Shtokman : un projet hors norme en zone arctique russe
Publié le 24 mai 2019, modifié le 05 juin 2019
Dans la partie russe de la mer de Barents, le gisement de Shtokman est l’une des plus grandes réserves de gaz naturel au monde. Les premières découvertes ont été réalisées à la fin des années 80 par la compagnie russe Gazprom. En 2005, cette dernière lance un appel d’offres pour former un consortium afin d’exploiter le gisement. Total est sélectionné pour le former aux côtés de l’entreprises norvégienne Statoil. Plus de 500 personnes travailleront sur la conception de projet hors norme pendant 3 ans dont une cinquantaine d’ingénieurs détachés du Groupe ainsi qu’un nombre équivalent de collègues norvégiens.
A ces latitudes, les conditions sont extrêmes. D’autant que Shtokman est situé à 550 km des côtes. Régulièrement frappée par des tempêtes, la mer peut se couvrir de glace l’hiver avec une épaisseur atteignant 2 mètres. Pour les hommes comme pour les équipements, c’est éprouvant. De fin 2009 à fin 2012, nous avons travaillé sur des études de conception pour rendre possible cette exploitation off-shore polaire jamais réalisée. Elle reposait sur 3 éléments : la construction d’une usine de liquéfaction du gaz à Teriberka, dans la région de Mourmansk, la pose en mer d’un gazoduc de 550 km de long et surtout l’installation sur le site d’une usine flottante de traitement et de compression de gaz ancrée dans 350 m d’eau et reliée à des puits à gaz sous-marins.
Cet immense navire usine de 300 m de long était une première technologique compte tenu des conditions arctiques. Doté d’une coque en acier spécial résistant aux frottements et à la pression de la glace, le navire serait maintenu en place par un touret pour qu’il puisse tourner sur lui-même en fonction du sens des vents et de la houle tout en continuant à extraire le gaz. Surtout, ce navire devrait être capable de se déconnecter en moins de 30 minutes de son touret si un iceberg le menaçait. Nous avions également prévu de couvrir le pont du navire d’une immense et ingénieuse couverture pour protéger les équipements des vents et des embruns givrants. En fonction de la température, cette couverture « à claire-voie » conserverait ou libérerait la chaleur produite par les machines pour maintenir les équipements à bonne température. Trois bateaux de ce type devaient être ensuite construits pour les phases suivantes de développement du champ.

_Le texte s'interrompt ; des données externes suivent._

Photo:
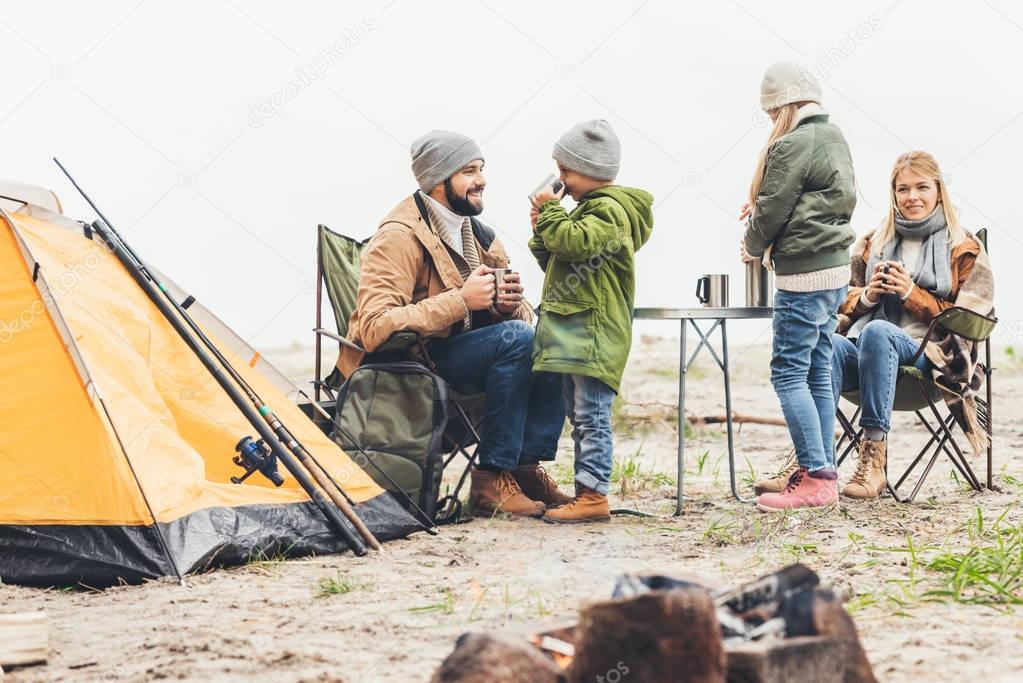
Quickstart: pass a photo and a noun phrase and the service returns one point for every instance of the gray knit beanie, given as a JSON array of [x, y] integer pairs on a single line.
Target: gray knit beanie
[[590, 148], [438, 154], [787, 82]]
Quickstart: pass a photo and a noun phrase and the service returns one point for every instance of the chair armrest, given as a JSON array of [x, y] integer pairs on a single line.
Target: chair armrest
[[958, 320], [967, 323], [339, 338], [400, 340]]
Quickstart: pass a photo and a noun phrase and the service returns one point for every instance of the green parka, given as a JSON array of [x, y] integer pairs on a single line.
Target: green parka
[[588, 257], [806, 200]]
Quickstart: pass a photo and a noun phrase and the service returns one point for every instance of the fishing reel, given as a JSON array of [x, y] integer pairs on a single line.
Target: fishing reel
[[256, 456]]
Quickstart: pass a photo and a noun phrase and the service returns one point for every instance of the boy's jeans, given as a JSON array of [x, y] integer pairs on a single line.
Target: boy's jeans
[[524, 414], [587, 402], [801, 371], [872, 366]]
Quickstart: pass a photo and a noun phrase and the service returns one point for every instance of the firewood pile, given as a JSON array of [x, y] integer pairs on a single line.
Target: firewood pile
[[783, 627]]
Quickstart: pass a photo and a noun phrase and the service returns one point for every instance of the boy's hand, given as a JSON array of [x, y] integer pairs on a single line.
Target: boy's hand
[[478, 291], [745, 212], [509, 294], [744, 255], [545, 195]]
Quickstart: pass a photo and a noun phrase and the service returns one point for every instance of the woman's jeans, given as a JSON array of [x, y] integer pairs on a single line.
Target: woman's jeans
[[871, 364], [587, 402], [801, 371]]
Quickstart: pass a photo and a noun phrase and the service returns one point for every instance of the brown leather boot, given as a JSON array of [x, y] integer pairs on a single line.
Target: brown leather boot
[[491, 493], [588, 505], [869, 480], [777, 483], [537, 485]]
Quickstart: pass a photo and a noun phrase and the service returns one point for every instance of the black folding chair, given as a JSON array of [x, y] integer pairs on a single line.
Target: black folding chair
[[919, 394], [338, 268]]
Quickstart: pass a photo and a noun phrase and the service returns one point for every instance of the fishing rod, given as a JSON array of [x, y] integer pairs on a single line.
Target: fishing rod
[[253, 455]]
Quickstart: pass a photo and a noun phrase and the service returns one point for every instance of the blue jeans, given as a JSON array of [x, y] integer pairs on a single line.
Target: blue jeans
[[800, 371], [587, 402], [871, 364], [523, 413]]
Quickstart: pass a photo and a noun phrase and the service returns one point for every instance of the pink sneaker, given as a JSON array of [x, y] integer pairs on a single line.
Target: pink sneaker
[[803, 491]]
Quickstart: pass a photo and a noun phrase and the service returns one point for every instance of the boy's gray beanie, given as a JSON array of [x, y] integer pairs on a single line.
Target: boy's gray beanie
[[590, 148]]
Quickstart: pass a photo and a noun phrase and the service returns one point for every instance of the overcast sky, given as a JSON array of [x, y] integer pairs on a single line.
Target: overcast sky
[[184, 122]]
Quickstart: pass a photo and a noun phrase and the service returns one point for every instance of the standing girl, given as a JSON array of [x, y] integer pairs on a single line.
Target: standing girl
[[800, 205]]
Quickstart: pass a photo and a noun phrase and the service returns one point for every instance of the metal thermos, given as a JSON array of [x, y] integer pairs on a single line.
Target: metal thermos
[[499, 274], [712, 290], [759, 284]]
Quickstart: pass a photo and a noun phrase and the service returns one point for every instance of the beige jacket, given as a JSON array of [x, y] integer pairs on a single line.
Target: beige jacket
[[409, 281]]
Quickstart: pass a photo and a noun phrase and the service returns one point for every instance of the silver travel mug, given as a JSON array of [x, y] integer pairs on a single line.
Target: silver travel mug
[[499, 274], [712, 290], [759, 284]]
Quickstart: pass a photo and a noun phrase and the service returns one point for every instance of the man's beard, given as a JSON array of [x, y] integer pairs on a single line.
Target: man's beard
[[460, 205]]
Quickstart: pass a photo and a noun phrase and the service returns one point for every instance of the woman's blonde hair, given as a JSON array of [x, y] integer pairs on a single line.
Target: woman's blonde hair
[[786, 122], [925, 165]]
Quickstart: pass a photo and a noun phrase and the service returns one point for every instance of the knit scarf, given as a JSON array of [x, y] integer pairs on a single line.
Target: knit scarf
[[958, 370], [933, 272]]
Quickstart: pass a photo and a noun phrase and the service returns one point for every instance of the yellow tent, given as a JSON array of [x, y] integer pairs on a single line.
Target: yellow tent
[[116, 443]]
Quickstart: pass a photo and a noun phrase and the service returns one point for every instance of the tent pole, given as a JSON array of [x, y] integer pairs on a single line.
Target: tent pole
[[319, 300], [148, 506], [51, 303]]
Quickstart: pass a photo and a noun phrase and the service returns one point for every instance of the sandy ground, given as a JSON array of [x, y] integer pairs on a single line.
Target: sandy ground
[[271, 621]]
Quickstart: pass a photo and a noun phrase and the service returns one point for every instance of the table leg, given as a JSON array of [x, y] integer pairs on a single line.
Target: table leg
[[727, 414], [680, 468]]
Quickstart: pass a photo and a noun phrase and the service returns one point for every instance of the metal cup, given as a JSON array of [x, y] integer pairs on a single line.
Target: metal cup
[[759, 284], [712, 290], [551, 182], [499, 274]]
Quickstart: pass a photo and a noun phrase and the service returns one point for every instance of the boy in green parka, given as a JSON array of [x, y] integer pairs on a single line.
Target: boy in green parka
[[585, 327]]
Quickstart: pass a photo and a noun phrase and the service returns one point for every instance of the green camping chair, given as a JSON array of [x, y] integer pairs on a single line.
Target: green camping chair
[[919, 394], [338, 268]]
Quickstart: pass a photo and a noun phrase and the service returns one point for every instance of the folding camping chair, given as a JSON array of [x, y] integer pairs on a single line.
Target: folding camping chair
[[338, 267], [917, 393]]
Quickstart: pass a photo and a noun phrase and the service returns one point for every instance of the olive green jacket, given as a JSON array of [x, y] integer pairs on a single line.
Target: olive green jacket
[[806, 200], [588, 257]]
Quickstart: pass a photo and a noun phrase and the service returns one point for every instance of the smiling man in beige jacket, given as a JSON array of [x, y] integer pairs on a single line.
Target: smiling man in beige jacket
[[430, 269]]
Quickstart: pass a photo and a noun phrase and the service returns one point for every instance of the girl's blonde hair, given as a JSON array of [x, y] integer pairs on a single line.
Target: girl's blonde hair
[[925, 165], [786, 122]]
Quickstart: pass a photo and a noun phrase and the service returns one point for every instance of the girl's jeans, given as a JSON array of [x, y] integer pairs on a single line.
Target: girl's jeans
[[801, 371]]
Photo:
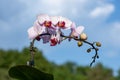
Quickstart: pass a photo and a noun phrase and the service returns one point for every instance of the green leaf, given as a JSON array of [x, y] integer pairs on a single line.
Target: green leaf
[[24, 72]]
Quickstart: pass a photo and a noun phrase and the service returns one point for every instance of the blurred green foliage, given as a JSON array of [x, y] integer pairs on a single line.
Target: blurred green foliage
[[67, 71]]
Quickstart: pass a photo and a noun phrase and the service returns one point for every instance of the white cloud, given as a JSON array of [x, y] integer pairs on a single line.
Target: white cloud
[[114, 33], [102, 11]]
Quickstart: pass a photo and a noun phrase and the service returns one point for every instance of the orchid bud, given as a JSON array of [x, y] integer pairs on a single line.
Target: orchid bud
[[83, 36], [98, 44], [89, 50], [80, 43]]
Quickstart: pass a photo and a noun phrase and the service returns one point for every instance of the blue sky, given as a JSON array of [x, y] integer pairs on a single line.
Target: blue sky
[[101, 19]]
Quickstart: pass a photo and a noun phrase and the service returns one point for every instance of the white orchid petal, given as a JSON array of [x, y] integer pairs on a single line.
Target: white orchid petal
[[38, 28], [31, 33], [54, 19], [68, 23]]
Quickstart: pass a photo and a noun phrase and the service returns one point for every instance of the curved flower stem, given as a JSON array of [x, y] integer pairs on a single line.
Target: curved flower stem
[[32, 48], [32, 52], [91, 44]]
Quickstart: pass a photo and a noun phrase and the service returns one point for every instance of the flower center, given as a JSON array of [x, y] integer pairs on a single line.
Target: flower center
[[53, 41], [61, 24], [47, 23]]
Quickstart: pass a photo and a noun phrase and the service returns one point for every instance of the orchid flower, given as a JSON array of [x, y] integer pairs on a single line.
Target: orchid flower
[[55, 39]]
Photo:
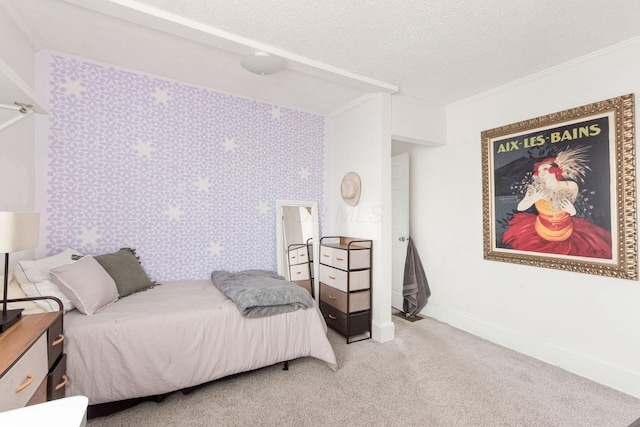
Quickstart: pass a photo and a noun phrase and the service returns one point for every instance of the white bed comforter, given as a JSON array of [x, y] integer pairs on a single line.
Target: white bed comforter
[[177, 335]]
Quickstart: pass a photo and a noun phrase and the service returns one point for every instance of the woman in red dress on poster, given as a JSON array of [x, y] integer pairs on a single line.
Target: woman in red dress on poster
[[555, 229]]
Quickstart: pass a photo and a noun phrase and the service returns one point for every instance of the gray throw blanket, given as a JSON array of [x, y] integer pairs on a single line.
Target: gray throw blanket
[[415, 289], [259, 293]]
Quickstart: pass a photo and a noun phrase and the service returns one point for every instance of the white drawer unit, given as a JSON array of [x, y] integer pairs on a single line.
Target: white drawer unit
[[32, 361], [20, 383], [345, 285], [299, 272], [301, 264]]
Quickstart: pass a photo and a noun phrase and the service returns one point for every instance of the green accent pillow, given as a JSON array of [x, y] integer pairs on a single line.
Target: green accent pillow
[[125, 269]]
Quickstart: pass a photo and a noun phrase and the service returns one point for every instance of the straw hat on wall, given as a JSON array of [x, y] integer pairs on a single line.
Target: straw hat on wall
[[350, 188]]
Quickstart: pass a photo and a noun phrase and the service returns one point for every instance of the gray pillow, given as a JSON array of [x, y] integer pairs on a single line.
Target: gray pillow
[[126, 271]]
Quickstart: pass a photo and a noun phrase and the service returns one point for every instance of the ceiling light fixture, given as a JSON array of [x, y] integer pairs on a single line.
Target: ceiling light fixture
[[262, 63]]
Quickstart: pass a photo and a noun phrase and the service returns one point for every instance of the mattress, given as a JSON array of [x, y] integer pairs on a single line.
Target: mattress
[[178, 335]]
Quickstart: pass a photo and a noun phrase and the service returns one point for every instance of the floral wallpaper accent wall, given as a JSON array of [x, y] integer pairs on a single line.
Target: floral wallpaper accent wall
[[186, 175]]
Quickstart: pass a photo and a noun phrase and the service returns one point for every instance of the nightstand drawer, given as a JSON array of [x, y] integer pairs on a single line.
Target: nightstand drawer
[[57, 380], [358, 301], [20, 382], [55, 340], [299, 272]]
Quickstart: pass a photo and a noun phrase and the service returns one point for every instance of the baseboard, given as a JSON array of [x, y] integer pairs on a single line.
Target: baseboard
[[382, 332], [595, 370]]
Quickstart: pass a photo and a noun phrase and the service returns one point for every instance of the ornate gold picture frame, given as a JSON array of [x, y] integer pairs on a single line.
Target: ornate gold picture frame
[[559, 191]]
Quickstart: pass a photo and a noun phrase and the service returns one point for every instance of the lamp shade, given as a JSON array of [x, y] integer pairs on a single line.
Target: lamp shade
[[18, 231]]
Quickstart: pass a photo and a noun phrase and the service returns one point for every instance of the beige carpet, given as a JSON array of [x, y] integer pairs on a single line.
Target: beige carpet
[[431, 375]]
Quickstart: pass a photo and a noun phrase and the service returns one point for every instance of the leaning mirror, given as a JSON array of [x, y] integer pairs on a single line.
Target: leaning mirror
[[297, 241]]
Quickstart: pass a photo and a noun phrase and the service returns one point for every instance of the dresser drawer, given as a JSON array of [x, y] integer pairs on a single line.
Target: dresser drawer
[[350, 260], [21, 381], [338, 279], [299, 272], [358, 301], [333, 277], [357, 323], [325, 255]]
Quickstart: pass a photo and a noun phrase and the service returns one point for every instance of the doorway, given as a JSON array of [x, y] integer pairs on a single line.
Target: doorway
[[400, 214]]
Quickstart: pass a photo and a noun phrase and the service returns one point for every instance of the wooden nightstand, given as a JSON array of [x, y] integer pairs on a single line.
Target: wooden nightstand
[[32, 361]]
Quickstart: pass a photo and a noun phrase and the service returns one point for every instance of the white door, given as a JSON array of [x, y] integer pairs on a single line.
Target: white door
[[400, 219]]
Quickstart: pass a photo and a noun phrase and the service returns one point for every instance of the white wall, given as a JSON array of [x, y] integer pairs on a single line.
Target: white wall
[[17, 146], [359, 140], [417, 121], [584, 323]]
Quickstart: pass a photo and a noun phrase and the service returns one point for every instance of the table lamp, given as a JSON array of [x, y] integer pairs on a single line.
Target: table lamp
[[18, 231]]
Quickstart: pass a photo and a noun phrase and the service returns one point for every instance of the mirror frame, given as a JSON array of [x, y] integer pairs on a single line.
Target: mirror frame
[[282, 262]]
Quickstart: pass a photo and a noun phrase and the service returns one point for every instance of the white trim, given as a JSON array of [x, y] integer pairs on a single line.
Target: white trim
[[382, 332], [170, 23]]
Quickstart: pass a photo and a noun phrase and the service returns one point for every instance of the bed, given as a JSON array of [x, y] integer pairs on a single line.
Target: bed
[[179, 335], [128, 338]]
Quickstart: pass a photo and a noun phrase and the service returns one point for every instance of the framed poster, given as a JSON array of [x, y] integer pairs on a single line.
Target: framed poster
[[559, 191]]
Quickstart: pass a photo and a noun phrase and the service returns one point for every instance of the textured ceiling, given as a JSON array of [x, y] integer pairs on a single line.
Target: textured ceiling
[[438, 50]]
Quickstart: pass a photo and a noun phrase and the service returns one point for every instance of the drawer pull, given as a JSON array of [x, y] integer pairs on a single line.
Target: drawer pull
[[63, 383], [26, 383], [58, 341]]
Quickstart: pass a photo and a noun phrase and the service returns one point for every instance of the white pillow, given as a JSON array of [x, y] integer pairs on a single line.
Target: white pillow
[[86, 283], [34, 279]]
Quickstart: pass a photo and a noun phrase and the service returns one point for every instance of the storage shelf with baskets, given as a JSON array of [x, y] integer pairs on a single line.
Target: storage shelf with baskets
[[345, 285]]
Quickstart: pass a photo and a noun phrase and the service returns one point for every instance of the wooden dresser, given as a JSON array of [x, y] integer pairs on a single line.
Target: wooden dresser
[[32, 361], [345, 285]]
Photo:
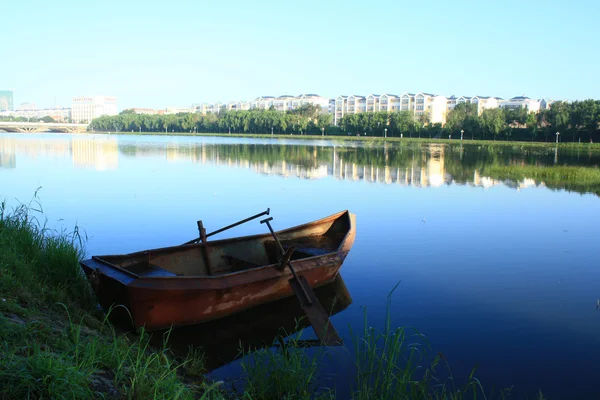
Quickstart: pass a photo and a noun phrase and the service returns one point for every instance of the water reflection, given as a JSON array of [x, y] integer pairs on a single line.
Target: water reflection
[[222, 340], [418, 165], [99, 153]]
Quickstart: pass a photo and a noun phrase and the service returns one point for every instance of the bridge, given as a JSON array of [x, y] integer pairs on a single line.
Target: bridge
[[30, 127]]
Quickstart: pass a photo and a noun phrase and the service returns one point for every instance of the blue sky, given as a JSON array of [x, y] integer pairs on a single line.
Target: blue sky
[[181, 52]]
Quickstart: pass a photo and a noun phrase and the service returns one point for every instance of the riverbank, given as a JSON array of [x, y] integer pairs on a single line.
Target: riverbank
[[55, 343], [372, 139]]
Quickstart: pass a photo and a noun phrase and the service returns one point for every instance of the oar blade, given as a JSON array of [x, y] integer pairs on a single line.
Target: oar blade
[[318, 318]]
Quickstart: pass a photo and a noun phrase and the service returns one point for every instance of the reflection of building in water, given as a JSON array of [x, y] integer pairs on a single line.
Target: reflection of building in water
[[424, 170], [35, 147], [487, 182], [8, 158], [98, 153], [286, 169]]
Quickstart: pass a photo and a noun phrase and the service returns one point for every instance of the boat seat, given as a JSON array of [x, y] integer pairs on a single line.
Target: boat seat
[[154, 270], [300, 251], [237, 264]]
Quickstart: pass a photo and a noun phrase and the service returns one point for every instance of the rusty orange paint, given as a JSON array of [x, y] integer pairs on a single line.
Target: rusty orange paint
[[172, 286]]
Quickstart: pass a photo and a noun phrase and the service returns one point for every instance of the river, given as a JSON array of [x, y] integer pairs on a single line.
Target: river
[[499, 274]]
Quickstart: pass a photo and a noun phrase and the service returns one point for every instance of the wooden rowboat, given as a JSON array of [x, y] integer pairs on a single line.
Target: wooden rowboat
[[193, 283]]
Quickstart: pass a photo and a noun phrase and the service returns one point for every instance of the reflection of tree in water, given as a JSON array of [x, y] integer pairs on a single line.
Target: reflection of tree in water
[[411, 163]]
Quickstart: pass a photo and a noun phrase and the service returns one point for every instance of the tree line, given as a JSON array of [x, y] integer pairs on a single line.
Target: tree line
[[574, 121], [307, 119]]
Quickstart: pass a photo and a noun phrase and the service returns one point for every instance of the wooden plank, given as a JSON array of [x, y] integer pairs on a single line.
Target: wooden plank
[[317, 316], [202, 232]]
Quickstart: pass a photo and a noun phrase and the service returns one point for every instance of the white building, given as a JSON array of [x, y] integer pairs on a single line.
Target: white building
[[545, 104], [59, 114], [26, 107], [485, 103], [177, 110], [521, 102], [86, 108]]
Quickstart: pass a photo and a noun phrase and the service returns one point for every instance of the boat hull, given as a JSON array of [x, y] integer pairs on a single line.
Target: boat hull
[[162, 302]]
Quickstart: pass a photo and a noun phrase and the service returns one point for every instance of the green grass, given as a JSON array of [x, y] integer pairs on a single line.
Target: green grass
[[55, 344], [578, 179]]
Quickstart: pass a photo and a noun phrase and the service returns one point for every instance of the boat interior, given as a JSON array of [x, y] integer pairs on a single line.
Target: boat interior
[[237, 254]]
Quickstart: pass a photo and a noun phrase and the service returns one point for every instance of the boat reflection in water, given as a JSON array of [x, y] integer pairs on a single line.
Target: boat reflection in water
[[223, 340]]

Ces 3 années en consortium ont été instructives sur le mode de fonctionnement des compagnies publiques russes. Ce dernier était essentiellement basé sur des ordres écrits arrivant en cascade du sommet jusqu’aux équipes et contrôlés de manière stricte par un management aux méthodes archaïques et parfois brutales. Elles ont également été ponctuées par d’innombrables comités techniques avec nos partenaires russes et la production d’une gigantesque documentation technique pour satisfaire aux exigences de l’administration locale.
Complexe, inédite et... onéreuse, l’exploitation du gisement de Shtokman était techniquement possible avec notre projet. Mais la chute des cours du gaz, lié à l’essor du gaz de schiste américain, l’a rendue caduc. Néanmoins l’expérience acquise sur ce projet a été très utile pour le succès de notre projet de Yamal LNG lancé quelques années plus tard avec Novatek. Et puis, qui sait, les immenses ressources gazières de Schtokman sont toujours là et les équipes de Total auront peut-être une autre occasion de les développer un jour.